Dru masih menunggu di ujung taman Rumah Sakit.
Ada perasaan sangat tidak enak, bayangan itu tetap menghantui. Ingin rasanya menumpahkan segala yang dirasakan namun tak seorang pun yang memahami perasaan Dru saat itu.
Bram masih sempatkan bertanya kabar. Tapi bukan itu yang diinginkan Dru. Jika saja saat itu, sepanjang waktu Dru gelisah selalu ada Bram mungkin akan lain ceritanya.
Dru merasa bodoh sekali. Padahal jauh sebelum itu banyak hal yang sudah Tuhan kasih pertanda.
Bahkan saat Bram meninggalkan Dru di pagi hari di ruangan kosong yang asing, sendiri dengan segala emosi kala itu. Dru masih saja memaksakan untuk bertemu Bram. Sayangnya bram tak kunjung datang.

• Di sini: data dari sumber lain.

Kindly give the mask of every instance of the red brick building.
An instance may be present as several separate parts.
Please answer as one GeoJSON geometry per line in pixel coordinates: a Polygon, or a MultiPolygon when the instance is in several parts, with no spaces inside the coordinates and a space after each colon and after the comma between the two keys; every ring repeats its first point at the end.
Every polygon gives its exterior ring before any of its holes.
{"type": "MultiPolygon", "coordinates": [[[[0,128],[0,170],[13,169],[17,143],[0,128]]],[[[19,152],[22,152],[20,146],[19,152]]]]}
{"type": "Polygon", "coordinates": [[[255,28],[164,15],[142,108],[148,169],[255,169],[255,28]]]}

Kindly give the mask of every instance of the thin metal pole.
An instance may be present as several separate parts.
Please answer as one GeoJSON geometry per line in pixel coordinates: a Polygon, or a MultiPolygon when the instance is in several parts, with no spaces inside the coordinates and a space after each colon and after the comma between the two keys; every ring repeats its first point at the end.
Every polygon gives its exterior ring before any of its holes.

Ah. Apa jangan-jangan Bram biang keroknya. Jika saja pagi itu Dru tidak menunggu Bram mungkin Dru sudah beranjak meninggalkan Jakarta.
Dru tidak perlu menghabiskan malam tahun baru tanpa rencana. Juga Dru tak perlu menunggu Mall menutup semua pintu masuk dan satu persatu lampu di setiap sudut dipadamkan.
Perasaan Dru yang begitu marah saat itu yang menahan Dru untuk berontak pada waktu dan masa yang tidak diharapkan.
Malam itu, gerimis. Sedikit lebat saat Dru masih seperti orang tolol menunggu Taksi sebelum manusia-manusia itu sibuk tiupkan terompetnya.
Dru kibaskan sebagian badannya. Kuyup. Sungguh bukan hal yang penting dibandingkan perasaan dungu sepanjang hari itu yang akan terus Dru ingat.